Weyerhaeuser Co. shares have been pummelled amid renewed concerns over the global economy, but Odlum Brown analyst Cory O’Krainetz believes investors are being short-sighted.
“Most pundits agree that it is just a matter of time before market conditions for wood products in North America improve, but there is reluctance among many investors to buy timber stocks because of the risk of being too early. We think that is a mistake,” Mr. O’Krainetz said in a research note today.
“Stocks generally move well in advance of an improvement in the underlying business fundamentals and often surprise on the upside when investor sentiment becomes just a little bit less pessimistic.”
A year ago, Weyerhaeuser was trading close to today’s levels, but then rallied more than 57 per cent in just four months. Investors, he suggests, are now getting a second chance to buy the stock at a similarly low price. Its valuation already reflects a difficult operating environment, and while the economic outlook in China is worrisome, positive supply and demand dynamics in North America will more than offset potential weakness in China, he contends.

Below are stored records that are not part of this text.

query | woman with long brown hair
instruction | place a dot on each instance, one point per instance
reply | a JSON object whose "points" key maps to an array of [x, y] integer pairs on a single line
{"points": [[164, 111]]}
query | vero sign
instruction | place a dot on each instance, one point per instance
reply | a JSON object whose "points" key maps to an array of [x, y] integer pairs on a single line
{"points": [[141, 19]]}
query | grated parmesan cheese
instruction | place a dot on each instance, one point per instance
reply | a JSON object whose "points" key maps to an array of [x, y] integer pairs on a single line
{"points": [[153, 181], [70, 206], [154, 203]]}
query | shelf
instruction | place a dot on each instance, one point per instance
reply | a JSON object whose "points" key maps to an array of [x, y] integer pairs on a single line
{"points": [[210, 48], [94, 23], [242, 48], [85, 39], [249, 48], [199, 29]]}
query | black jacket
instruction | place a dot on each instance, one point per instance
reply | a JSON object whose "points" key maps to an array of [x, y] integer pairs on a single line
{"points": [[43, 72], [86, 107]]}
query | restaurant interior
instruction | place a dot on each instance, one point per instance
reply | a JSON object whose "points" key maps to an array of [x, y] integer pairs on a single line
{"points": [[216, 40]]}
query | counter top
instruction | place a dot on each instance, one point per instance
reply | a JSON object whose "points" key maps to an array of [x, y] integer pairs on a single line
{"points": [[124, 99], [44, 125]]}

“WY is our pick within the North American peer group because it has the highest quality timberlands, it is ideally positioned to benefit from the mountain pine beetle epidemic in Western Canada, and it is not unduly exposed to China. The company also receives favourable tax treatment as a U.S. REIT and offers investors a 3.7 per cent dividend yield,” he said.
Upside: Mr. O’Krainetz initiated coverage with a “buy” rating and $22.50 target price.
Torstar Corp. should report a “mild” third quarter when it releases results on Nov. 2, with earnings before interest, taxes, depreciation and amortization to be down 10 per cent from a year earlier, predicts Canaccord Genuity analyst Aravinda Galappatthige. He also expects the publisher’s pension funding requirements to remain high, given recent equity market returns and low interest rates.
Upside: Mr. Galappatthige maintained a “buy” rating but cut his price target by $2.25 to $12.75, citing the recent contraction in print media valuations.
CIBC World Markets Inc. analyst Ian Macqueen has initiated coverage of Coastal Energy Co. with a “sector outperformer” rating, impressed with the company’s oil holdings. The company discovered two oil fields in the Gulf of Thailand this year that are estimated to contain 95 million barrels of recoverable oil and should enable the company to triple production to 22,000 barrels per day by year end, he said.
Upside: Mr. Macqueen set a 12- to 18-month price target of $19.50.
Despite near-term worries about the demand for metallurgical coal, Jennings Capital Inc. analyst Russell Stanley believes Cline Mining Corp. “is substantially undervalued at current levels.” While tempering his price outlook on the stock, he is encouraged by the company reiterating its production guidance for fiscal 2011 and 2012 and rates it as a “speculative buy.”
Upside: Mr. Stanley cut his 12-month price target by $1.50 to $4.
Raymond James Ltd. analyst Steve Hansen believes CanWel Building Materials Group Ltd. offers “compelling value at current levels,” even though he expects the company to soon cut its dividend. He is now assuming a more conservative outlook on 2012 housing activity given recent macroeconomic uncertainty, but continues to admire CanWel’s market leading position and track record of generating healthy free cash flow through all points the economic cycle.
Upside: Mr. Hansen cut his price target by $1 to $3 and upgraded the stock to “strong buy.”